1 N.B. Under Section 56 of LASPO 2012 you cannot of course pay a referral fee, but you can make a lawful payment for work properly carried out by a CMC at a reasonable hourly rate - SRA Consultation on Referral Fee Ban, (Closed 18th December 2012) Part 3, Paras. 24 to 27: www.sra.org.uk/sra/consultations/referral-fees-2012.page

  • Your Costs

* If the claim is unsuccessful – the policy will pay your own costs up to a maximum of £300 plus VAT.

  • Interest on Your Disbursements

Any interest charged by a pre-approved lender which specifically relates to the disbursements in a failed claim.

  • Your Pre-Part 36 costs

The defendant obtains an order under Section 44.12 of the Civil Procedure (Amendment) Rules 2013 allowing it to set off its costs against the costs awarded in your client’s favour – the policy will pay the defendant’s costs so that they will not be deducted from the costs you are due to receive.

The client has acted on your advice but adverse costs have been awarded (which your firm will probably have to pay) because:

  1. The Court considers there were no reasonable grounds for bringing the proceedings.
  2. The proceedings were an abuse of process.
  3. The claimant’s conduct of the proceedings was likely to obstruct a just outcome.
  • Preventing Complaints
  • Retaining Clients

The ClaimSafe policy offers better cover than almost all BTE policies, so you can advise your client not to utilise his BTE policy. This is important to you because if your client uses his BTE policy he will normally have to instruct alternative solicitors on the BTE provider’s panel, rather than your firm.

  • Damages – Part 36

* You advise your client to reject a Part 36 offer and your client eventually recovers less than the sum rejected. The policy will pay 75% of the extra damages your client would have received by accepting the offer, up to a maximum of £5,000.

  • Damages Small Track

*If your client’s claim settles for less than the current personal injury Small Track limit of £1,000, and you receive only Small Track costs, the policy will pay your client’s damages so that your client receives a minimum of £1,000 on a full liability basis.
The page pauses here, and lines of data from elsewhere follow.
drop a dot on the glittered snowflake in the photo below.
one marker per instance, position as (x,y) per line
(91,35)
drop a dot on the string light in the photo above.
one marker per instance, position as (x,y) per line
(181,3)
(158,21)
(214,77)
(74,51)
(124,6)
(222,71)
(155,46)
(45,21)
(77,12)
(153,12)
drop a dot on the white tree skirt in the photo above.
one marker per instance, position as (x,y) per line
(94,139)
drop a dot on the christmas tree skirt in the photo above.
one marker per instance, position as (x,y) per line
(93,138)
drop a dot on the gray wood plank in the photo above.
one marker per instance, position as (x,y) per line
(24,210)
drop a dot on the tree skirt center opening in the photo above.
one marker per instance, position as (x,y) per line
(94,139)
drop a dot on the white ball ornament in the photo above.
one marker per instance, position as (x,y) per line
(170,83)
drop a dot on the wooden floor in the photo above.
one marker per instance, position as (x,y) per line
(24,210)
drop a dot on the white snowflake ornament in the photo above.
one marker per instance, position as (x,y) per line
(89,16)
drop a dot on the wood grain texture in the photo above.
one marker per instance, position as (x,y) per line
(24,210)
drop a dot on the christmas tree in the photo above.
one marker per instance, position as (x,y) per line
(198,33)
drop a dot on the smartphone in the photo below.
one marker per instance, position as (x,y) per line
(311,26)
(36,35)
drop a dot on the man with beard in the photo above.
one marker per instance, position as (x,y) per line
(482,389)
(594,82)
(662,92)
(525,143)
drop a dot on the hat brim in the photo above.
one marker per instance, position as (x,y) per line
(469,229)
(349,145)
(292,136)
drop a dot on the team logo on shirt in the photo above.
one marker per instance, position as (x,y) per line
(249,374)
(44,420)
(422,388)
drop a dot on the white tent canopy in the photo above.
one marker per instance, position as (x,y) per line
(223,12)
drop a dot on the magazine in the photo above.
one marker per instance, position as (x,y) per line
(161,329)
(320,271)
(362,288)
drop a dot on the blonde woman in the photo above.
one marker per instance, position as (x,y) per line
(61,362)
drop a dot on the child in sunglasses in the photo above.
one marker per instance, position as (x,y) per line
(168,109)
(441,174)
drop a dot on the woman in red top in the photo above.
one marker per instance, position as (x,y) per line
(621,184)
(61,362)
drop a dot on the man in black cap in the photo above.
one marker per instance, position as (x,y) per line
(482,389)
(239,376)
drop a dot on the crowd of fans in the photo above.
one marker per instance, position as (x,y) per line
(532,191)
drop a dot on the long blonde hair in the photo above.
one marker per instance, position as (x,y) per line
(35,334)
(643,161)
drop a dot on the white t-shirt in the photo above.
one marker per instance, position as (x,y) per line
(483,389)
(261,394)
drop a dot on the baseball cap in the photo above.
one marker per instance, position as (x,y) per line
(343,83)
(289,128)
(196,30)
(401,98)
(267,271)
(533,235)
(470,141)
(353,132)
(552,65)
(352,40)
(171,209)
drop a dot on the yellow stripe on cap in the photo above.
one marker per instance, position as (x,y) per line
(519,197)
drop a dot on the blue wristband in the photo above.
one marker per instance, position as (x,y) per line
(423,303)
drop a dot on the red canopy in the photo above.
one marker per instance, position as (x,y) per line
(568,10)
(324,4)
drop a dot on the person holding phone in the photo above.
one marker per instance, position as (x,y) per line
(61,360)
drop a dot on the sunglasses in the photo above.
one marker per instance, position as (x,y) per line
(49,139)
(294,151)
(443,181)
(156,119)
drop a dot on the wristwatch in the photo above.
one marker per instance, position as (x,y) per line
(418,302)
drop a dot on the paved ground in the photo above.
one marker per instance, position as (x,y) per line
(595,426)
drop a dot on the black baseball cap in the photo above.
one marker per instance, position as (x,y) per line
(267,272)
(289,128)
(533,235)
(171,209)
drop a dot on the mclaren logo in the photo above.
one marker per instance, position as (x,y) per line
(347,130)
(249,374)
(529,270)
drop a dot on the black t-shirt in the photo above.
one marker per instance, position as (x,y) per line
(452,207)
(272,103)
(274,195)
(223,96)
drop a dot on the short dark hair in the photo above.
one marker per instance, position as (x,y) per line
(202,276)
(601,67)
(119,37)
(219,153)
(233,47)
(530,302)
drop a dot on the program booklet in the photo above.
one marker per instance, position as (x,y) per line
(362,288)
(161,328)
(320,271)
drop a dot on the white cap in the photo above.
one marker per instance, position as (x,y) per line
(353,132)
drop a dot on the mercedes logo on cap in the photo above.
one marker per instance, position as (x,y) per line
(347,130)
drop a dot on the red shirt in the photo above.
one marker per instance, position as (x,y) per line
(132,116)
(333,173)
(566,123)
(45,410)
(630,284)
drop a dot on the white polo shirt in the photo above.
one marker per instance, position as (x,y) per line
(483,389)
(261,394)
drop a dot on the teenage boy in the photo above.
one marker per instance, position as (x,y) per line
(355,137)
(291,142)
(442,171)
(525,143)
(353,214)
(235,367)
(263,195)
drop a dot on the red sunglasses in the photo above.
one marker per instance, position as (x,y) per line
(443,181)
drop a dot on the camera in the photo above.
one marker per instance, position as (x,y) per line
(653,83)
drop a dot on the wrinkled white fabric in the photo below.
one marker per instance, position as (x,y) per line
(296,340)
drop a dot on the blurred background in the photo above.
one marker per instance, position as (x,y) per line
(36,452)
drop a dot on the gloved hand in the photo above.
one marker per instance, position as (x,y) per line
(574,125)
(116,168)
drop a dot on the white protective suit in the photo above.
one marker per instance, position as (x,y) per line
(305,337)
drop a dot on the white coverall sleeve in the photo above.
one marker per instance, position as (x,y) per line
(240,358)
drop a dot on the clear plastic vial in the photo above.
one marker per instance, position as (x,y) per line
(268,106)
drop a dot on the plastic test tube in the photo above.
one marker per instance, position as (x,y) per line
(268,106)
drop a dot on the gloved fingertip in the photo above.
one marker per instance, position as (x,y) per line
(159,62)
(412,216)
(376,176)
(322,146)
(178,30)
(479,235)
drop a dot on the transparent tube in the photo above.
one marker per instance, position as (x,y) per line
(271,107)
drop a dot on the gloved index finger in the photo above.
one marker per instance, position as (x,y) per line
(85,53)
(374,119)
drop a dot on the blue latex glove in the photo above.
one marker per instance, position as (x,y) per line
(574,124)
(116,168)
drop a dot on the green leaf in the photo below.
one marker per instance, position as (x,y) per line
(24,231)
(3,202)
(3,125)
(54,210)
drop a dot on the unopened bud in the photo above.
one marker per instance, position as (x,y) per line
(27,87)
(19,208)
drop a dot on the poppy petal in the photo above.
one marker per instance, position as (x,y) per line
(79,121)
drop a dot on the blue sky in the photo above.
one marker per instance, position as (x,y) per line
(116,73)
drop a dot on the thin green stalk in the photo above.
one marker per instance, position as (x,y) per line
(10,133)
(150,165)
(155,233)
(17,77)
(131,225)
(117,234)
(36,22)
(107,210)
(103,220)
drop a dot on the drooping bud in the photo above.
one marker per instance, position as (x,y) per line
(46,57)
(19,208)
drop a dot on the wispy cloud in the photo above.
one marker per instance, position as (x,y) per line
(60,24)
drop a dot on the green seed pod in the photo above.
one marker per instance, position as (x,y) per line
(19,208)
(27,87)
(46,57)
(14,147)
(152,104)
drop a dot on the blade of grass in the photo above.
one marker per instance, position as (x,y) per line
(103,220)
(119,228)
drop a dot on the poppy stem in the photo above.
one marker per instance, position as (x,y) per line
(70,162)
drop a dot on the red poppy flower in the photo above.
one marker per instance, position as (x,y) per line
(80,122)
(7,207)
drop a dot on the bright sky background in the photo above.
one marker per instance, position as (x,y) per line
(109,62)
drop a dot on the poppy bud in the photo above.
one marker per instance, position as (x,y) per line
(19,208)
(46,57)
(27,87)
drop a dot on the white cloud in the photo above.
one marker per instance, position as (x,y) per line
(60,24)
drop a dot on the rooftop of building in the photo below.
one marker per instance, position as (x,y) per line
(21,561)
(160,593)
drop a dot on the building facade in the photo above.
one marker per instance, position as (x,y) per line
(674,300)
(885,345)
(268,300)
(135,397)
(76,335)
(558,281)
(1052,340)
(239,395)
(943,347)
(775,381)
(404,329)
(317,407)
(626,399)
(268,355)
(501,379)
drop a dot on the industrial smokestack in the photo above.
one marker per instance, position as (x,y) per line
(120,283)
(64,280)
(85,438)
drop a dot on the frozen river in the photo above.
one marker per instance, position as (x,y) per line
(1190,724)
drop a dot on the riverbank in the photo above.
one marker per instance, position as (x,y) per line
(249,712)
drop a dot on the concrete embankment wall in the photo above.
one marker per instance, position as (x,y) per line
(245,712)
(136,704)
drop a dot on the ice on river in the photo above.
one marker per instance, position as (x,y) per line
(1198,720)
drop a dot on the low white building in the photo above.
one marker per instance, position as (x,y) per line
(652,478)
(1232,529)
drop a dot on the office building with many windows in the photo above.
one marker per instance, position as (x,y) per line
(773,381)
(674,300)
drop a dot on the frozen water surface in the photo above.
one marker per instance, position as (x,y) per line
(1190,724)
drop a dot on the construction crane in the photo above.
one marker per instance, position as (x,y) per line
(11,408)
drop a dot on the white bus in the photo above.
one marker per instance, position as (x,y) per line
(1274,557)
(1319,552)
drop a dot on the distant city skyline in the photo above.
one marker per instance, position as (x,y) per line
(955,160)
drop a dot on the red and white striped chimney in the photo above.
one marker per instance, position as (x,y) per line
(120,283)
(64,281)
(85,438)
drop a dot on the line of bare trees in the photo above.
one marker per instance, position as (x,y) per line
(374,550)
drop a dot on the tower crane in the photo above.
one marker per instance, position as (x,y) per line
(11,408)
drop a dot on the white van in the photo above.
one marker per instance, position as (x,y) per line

* Available where the policy has a Secondary Fund

For full details of the policies that box legal can offer, including our MoveSafe  (conveyancing) and FeeSafe (Employment)  policies, please see our website of contact us for further information.

 

The future for After the Event Insurance

Following the introduction of the Legal Aid, Sentencing and Punishment of Offenders Act 2012, many felt it signalled the end for the ATE industry.  Why do you need a policy of insurance, when there is no longer any risk that Claimant will end up paying the Defendant’s costs?  The answer is because of the innate nature of litigation.  The risk of paying the Defendant’s costs if you lose is not the only risk.  Part 36 Offers, Interlocutory costs, the small claims limit, and the very changeable nature of litigation are just some of the reasons why an After the Event Insurance policy is still going to be your best friend as you embark on litigation.  For the Solicitor, funding for your disbursements should the case fail, has to be the most sensible reason to advise your client to take out an ATE Insurance policy.  Either that, or you’ll be asking them for a large amount of cash on account of costs.  Something we are sure your client will be non to pleased about, and may just give them that push to visit the firm down the road who offer reasonable After the Event Insurance policies.

"To insure or not to insure?", that is the question.  And we think the answer is a resounding "yes".